Personal Property (film)
Theatrical release poster
|Directed by||W.S. Van Dyke|
|Produced by||John W. Considine Jr.|
|Screenplay by||Hugh Mills
|Based on||1930 play The Man in Possession
by H.M. Harwood
|Music by||Franz Waxman
|Cinematography||William H. Daniels|
|Edited by||Ben Lewis|
Personal Property is a 1937 American romantic comedy film starring Jean Harlow and Robert Taylor and directed by W.S. Van Dyke. It is based on the play The Man in Possession by H. M. Harwood. It was the last movie released with Harlow in it during her lifetime.

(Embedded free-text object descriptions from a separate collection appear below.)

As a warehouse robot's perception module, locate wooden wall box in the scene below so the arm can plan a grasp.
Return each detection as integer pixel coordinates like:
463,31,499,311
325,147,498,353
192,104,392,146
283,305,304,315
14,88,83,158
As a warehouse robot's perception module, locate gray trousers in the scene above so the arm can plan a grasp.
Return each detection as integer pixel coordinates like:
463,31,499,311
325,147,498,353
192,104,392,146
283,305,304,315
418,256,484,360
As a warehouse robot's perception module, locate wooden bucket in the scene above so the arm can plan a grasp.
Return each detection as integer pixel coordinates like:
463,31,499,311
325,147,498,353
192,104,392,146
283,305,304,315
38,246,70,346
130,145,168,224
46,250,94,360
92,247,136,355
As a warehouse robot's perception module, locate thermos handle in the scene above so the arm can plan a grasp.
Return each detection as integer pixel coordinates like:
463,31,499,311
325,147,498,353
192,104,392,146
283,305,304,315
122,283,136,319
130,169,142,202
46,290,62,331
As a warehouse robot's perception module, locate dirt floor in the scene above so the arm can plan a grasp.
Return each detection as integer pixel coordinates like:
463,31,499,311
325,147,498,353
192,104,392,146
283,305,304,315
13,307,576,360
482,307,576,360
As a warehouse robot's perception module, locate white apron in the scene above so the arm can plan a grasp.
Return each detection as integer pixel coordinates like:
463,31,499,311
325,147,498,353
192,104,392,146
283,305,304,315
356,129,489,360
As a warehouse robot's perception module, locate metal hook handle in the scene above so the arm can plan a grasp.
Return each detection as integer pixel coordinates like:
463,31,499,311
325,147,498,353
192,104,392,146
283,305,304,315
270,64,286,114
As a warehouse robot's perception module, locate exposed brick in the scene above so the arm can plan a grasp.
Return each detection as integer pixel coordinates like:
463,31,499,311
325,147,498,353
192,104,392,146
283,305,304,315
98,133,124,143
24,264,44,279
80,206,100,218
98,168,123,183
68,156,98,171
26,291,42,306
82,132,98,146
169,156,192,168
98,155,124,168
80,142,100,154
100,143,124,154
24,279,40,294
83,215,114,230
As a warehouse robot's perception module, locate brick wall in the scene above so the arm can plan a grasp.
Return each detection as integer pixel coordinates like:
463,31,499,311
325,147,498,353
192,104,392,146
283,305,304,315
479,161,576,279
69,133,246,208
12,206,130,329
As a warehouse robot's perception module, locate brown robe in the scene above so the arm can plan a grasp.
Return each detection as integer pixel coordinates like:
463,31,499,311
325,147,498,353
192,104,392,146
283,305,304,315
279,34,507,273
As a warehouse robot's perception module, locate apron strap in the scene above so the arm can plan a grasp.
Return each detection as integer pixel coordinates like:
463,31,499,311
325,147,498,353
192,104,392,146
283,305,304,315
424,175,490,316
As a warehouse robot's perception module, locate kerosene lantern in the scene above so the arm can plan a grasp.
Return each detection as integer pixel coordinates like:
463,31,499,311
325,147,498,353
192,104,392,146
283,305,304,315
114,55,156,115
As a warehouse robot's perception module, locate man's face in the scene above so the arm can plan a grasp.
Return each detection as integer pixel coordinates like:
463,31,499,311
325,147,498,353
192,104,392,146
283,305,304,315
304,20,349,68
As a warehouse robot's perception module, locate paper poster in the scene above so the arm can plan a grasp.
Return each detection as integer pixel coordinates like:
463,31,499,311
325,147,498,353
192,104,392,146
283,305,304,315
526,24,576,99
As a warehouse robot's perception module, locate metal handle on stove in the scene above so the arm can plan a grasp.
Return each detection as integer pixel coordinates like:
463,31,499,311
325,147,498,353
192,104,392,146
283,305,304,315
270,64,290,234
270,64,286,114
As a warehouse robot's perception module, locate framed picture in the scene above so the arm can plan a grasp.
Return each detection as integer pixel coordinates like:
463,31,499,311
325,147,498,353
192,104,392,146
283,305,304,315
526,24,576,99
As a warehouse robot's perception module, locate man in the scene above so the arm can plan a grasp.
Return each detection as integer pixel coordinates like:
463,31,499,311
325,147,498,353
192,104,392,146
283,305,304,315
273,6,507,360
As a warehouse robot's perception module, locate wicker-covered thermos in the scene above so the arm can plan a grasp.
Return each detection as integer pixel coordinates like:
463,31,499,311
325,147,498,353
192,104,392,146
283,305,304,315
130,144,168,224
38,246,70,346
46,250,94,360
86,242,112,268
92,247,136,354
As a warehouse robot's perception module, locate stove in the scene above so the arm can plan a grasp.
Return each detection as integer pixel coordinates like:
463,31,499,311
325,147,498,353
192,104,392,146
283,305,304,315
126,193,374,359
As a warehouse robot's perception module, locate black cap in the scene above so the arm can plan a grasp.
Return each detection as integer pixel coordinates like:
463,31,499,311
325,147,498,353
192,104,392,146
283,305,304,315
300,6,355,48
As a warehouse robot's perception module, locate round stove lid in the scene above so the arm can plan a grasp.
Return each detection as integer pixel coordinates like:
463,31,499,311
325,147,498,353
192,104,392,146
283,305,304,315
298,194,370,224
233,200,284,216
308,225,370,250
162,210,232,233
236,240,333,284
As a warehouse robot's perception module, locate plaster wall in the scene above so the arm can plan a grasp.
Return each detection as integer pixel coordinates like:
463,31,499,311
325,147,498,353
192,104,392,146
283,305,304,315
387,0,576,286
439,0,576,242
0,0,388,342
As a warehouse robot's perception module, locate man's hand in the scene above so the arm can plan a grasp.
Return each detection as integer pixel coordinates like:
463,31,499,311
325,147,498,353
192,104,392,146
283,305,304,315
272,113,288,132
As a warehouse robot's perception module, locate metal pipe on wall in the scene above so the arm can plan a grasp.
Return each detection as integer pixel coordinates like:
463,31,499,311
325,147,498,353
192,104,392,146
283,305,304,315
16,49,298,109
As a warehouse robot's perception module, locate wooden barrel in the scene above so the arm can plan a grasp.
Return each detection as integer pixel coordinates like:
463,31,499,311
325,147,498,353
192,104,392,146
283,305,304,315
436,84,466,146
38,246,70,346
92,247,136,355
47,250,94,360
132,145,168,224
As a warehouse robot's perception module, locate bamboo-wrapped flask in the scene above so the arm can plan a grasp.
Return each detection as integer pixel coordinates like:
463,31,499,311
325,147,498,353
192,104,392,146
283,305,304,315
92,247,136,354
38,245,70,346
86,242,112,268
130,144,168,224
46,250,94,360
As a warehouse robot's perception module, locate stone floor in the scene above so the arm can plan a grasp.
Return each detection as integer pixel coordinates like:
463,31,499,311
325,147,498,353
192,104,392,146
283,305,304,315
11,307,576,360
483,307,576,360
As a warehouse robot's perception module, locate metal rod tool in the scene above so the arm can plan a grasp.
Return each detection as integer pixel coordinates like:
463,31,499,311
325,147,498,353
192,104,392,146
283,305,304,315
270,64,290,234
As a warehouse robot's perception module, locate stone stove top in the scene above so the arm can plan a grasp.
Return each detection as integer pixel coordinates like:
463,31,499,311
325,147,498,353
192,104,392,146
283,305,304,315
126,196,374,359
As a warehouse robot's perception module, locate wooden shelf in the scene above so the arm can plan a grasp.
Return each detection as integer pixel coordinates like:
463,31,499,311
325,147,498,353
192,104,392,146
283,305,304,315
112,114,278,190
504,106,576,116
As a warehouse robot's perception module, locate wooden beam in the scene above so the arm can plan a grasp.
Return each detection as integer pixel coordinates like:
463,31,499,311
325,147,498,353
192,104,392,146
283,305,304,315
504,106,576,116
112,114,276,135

Raymond Dabney (Robert Taylor) gets out of prison and is welcomed home by his mother (Henrietta Crosman); but his father (E. E. Clive) and brother Claude Dabney (Reginald Owen) offer him money to go away. Raymond likes London, and his mother tells him that Claude is engaged. Raymond goes out and meets Crystal Wetherby (Jean Harlow). He joins her box at the opera; but she leaves, and he follows. She is pestered by bill collectors, and Raymond meets a Bailiff (Forrester Harvey) at her door. A policeman tells Crystal that Raymond has a writ to stay there and make sure no one takes the furniture. Crystal's maid Clara (Una O'Connor) approves of marrying for money. Crystal tells Raymond that her husband shot the trophies and gives him his large pajamas, scaring him into the butler's room.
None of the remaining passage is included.